Accolades for the reggae king ricocheted off the walls of the University of Technology Auditorium on Friday night.
The revolutionary icon, his rebel worth and his hypnotic mystique took new form and lived in a brighter light.
The Caucasian New Yorker told sections of the reggae king's life with a two-and-a-half hour film that awed the capacity audience. When the screen went black, he received a one-minute standing ovation.
The exhibition was tagged 'The Evolution of Reggae Through Marley'. But Steffens had told The Gleaner before the start that it would be "the half that has never been told". And true to his word it was that and more.
When the lights came up during a pause, a dread-locked Rastafarian, wearing a t-shirt of a pensive Marley, puffed mightily on a big-headed ganja 'spliff'. He then reluctantly released the smoke in thick clouds, as if in salute to the Pandora's box being opened.
It had seemed impossible that reggae icon Robert Nesta Marley could be elevated to any higher esteem. But as Steffens unveiled his filmed, private collection, hands got sore from clapping and there were several very loud exclamations of "Wow!"

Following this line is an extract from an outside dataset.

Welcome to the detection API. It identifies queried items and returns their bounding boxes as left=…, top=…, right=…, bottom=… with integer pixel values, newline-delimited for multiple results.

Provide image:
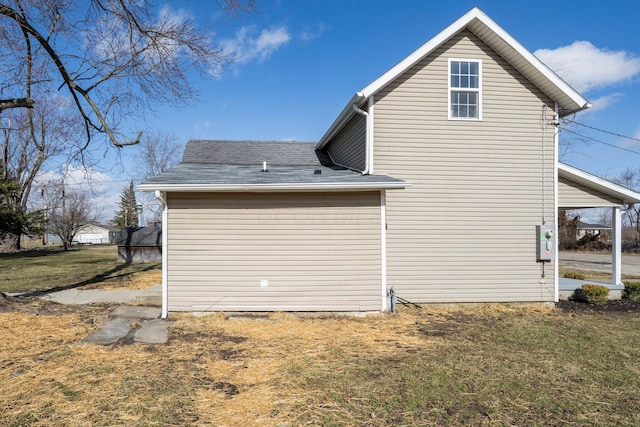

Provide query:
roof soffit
left=558, top=163, right=640, bottom=204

Steffens displayed 6000 Bob Marley and reggae music-related pieces of history from his collection which were narrated as the camera rolled. The 6000, he said, was only one per cent of his total collection that was on show at the Queen Mary complex, California, United States.
A 1972 black-and-white film clip of Peter Tosh and Bob Marley upstairs Tuff Gong playing guitars on (what we now know as) 'Nice Time' was shown. The reggae icon receiving the United Nations Peace Medal in 1978 was also part of the display.

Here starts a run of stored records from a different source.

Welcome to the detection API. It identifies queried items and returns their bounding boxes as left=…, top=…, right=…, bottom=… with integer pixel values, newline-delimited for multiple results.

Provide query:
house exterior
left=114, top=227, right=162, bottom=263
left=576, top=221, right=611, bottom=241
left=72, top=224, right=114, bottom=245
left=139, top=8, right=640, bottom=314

Steffens 'hooked up' the audience with the Marley experience. He painted poignant portraits of the Nine Miles street boy, who even now (20 years after his death) remains a symbol of freedom and social consciousness; hope and heroism and revolutionary accomplishment to millions.
Marley's life was re-lived, from welder to struggling musician and finally to becoming one of the most accomplished musicians to date.
Bob Marley performing at Harvard Stadium in Boston, United States for African freedom fighters, scores of album jackets and reggae/Marley-decorated porcelain plates from all over the world and cutlery from Haile Selassie's palace were also shown.
The audience saw Marley's first television appearance in the United States, where he performed Kinky Reggae and learnt that his father was not an Englishman, but a white Jamaican.
Proving Bob Marley as world-revered, Steffen said that in addition to titles from institutions like Time Magazine and BBC, special recognition was also given by the New York Times. According to him, the newspaper asked their senior staff and critics to vote on what best represents the 20th century and Marley's album, Burning was chosen. The album has been put in a time capsule to be opened in the year 3000.
Omar Davies and Carolyn Cooper; Mortimer Planno and Clinton Hutton; 'bald-head' and 'Rasta', made up the audience, and were all riveted by the academic and folksy, conversational and insightful exhibition.
At the end of the presentation Steffens said he hoped one day the collection would come home to Jamaica, "where it belonged". But Carolyn Cooper, who was the emcee, was quick to assure that it was "probably doing Jamaica better where it was."